Moonlighter promptly led a desperate charge to the rescue, and after a hard struggle Cann was dragged out, tattered and bleeding; but the bag was abandoned to the enemy.

In about twenty minutes Jacker Mack and a couple of subordinates brought up a herd gathered from the hill on the left bank of the creek; Peterson came soon after with a good mob from the right, and Dolf Belman and another followed with a score or so from about the houses. But still Butts had not been captured.

'You fellers take 'em on slowly,' said Moonlighter. Me an' Gardiner'll go back an' have a try after Butts.' Ted McKnight represented Gardiner in this enterprise.

The hunt for Butts had to be conducted with great circumspection. The boys crept from place to place; Dick called the goat's name softly at all outhouses and enclosures, and won a response after a search of over a quarter of an hour, Butts's familiar 'baa' answering from the interior of a stable in a back yard. Ted was stationed to keep 'nit,' and Dick stole into the yard, broke his way into the stable, and was leading the huge billy out of captivity when the savage barking of a dog broke the silence; and then an adjacent window was thrown up and a woman's voice called 'Thieves!' and 'Fire!

Dick had given Butts the taste of a carrot and now fled, dangling the inviting vegetable, Butts following at his heels.

'Go for it, Ted!' he yelled, and the two rushed over the flat ground, up the hill, and across the thinly-timbered bush to the road. A good run brought them up to the main flock, Butts still ambling gaily in the rear, making hungry bites at the carrot hitched under Dick's belt at the back.

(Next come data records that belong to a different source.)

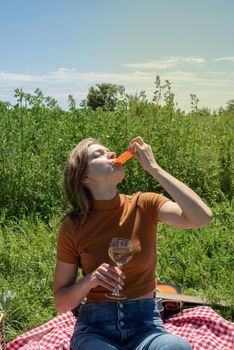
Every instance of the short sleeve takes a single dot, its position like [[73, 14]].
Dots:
[[152, 202], [66, 247]]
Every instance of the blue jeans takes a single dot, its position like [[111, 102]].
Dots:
[[123, 325]]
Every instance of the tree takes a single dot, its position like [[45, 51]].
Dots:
[[104, 96]]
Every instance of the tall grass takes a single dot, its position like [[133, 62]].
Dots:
[[36, 136]]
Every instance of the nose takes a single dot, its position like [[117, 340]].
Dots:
[[111, 155]]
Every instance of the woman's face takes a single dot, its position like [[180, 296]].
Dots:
[[101, 166]]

'Rush 'em along!' cried the panting Moonlighter. 'We've waked the blessed town. Heel 'em, Cop, heel 'em!

Peterson and Jacker went ahead dangling cabbages; the dog entered into the spirit of the thing with enthusiasm and worked the flock in his very best style; and so the boys of Waddy, hot, excited, very frightened of probable pursuers, but wondrously elated, swept the great drove of goats up the road in the light of the waning moon. The pace was warm for a mile, but then, the dread of pursuit having evaporated, the marauders slowed down, and for the rest of the journey they were experienced drovers bringing down the largest lot of stock that had ever been handled by man, full of technical phrases and big talk of runs, and plains, and flooded rivers, and long, waterless spells. It was Jacker Mack who sounded the first note of dismay.

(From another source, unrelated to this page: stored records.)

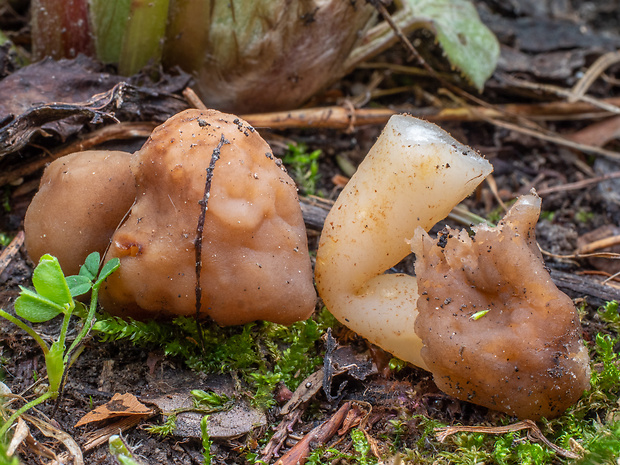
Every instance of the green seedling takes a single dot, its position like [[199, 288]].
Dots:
[[304, 166], [53, 295], [121, 452]]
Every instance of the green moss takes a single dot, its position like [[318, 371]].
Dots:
[[263, 354]]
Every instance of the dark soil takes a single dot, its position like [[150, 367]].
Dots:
[[530, 32]]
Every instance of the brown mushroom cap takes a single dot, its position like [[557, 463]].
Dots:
[[82, 199], [255, 262], [524, 356]]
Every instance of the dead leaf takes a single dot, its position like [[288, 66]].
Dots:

'Jee-rusalem! How 'bout the toll?'

Nobody had thought of the toll-bar, and there were the big, white gates already in sight, stretching across the road, threatening to bring dismal failure upon the expedition when complete success seemed imminent.

'Down with the fence!' ordered the implacable Moonlighter.

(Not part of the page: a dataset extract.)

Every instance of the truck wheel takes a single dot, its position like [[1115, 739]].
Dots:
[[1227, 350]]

In two minutes the boys had found a weak set of rails in the fence, and shortly after the goats were being driven across Wilson's paddock, cutting off a great corner, and heading for the farmer's gates that opened out on to the open country on which Waddy was built. Through these gates the flock was driven with a racket and hullaballoo that set Wilson's half-dozen dogs yapping insanely, and started every rooster on the farm crowing in shrill protestation. Then helter-skelter over the flat the goats were swept in on the township and left to their own devices, whilst a dozen weary, dusty, triumphant small boys stole back to bed through unlatched windows and doors carefully left open for a stealthy return.